「ワンス・アポン・ア・タイム4」第13回

NHKのBSプレミアムで放送されている海外ドラマ「ワンス・アポン・ア・タイム4」の第13回を見ました。

ルンペルシュティルツキンのゴールド(ロバート・カーライルさん)が本物の闇の王の剣を持ったベル(エミリー・デ・レイヴィンさん)にメイン州のストーリーブルックの町を追放されてから6週間が経っていました。

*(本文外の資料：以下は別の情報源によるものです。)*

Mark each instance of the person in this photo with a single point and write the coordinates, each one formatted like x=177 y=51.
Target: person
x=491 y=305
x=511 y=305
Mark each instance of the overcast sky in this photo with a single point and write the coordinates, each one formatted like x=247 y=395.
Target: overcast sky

ニューヨークの水族館の職員として働いていたアースラ(メリン・ダンジーさん)と再会したゴールドさんは、6週間の間アースラの部屋で過ごしながら、何かを待っていました。そして、ある日レンジで温めたカップめんを食べながらパソコンに届いたメールを読んだゴールドさんは、アースラと共にロングアイランドグレートネックの豪邸でFBIに取り締まられて財産を失ったクルエラ(ヴィクトリア・スマーフィットさん)に会いに行きました。アースラもクルエラも、まだルンペルシュティルツキンのゴールドさんのことを完全に信じているわけではなかったのですが、今の生活を変えたいと思っていました。「物語の作者」のことを話したゴールドさんは、作者はきっとストーリーブルックにいる、協力を得るためにはヒーローたちよりも先に見つけ出さなければならないと説得しました。クルエラは車庫に残されていた「DE VIL(ド・ビル)」にアースラとゴールドさんを乗せ、ゴールドさんの言う通りにストーリーブルックへ向かうため車を走らせました。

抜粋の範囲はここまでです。